Pur nei limiti dell’argomento trattato, il volume è un utile strumento per analizzare la crisi di luglio. Le fonti italiane sono infatti concordi nell’attribuire all’Austria-Ungheria una chiara pulsione guerriera, sorta molto prima dell’attentato di Sarajevo. A determinare tale pulsione era il desiderio di ricompattare l’impero, frenando i suoi avversari esterni (la Serbia) e il crescente irredentismo dei sudditi slavi. Alcune componenti della classe dirigente asburgica reclamavano da anni una marcia su Belgrado, considerandola l’unico rimedio all’erosione del prestigio dell’Austria-Ungheria nei Balcani. Quanto all’uccisione di Francesco Ferdinando, essa semmai offrì un pretesto. La duplice monarchia era «in cerca di un pretesto per prendersela contro la Serbia», indicò, il 4 luglio, il ministro San Giuliano, che poco dopo, il 17 luglio, ribadì: «L'Austria-Ungheria sostenuta dalla Germania, (…) imporrà alla Serbia condizioni inaccettabili per aver pretesto ad attaccarla e schiacciarla».
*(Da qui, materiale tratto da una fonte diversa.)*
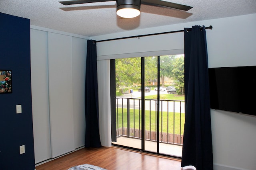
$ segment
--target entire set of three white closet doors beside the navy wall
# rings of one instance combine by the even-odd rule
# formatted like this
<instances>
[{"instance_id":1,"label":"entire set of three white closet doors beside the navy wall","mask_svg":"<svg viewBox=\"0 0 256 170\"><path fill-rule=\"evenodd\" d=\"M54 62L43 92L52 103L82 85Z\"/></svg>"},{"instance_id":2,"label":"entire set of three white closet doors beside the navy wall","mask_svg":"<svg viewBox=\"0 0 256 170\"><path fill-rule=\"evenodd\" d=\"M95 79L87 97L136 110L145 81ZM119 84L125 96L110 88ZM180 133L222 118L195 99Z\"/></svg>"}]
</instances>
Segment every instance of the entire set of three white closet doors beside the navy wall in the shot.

Fu il console italiano a Sarajevo a chiarire le motivazioni asburgiche: «l’Austria non ha che un mezzo che le dia possibilità di tregua se non di salvezza ed è una decisiva imponente affermazione di forza». Queste conclusioni erano largamente condivise; il nazionalista triestino Fauro, che certo non nutriva simpatie per il movimento nazionale slavo, scriveva: «dilaniata dalle discordie nazionali; disgregata dalla putrefazione completa dei suoi istituti politici (…), l’Austria per uscire dalla sua situazione ha bisogno di una guerra». Quella di Vienna era chiaramente una guerra di aggressione e le cause profonde risalivano all’insanabile opposizione tra il principio nazionale, rappresentato dalla Serbia, e le retrive strutture politiche e ideologiche dell’impero asburgico. È del resto una manovra politica classica, quella volta cercare in un’avventura bellica la soluzione ai propri problemi interni.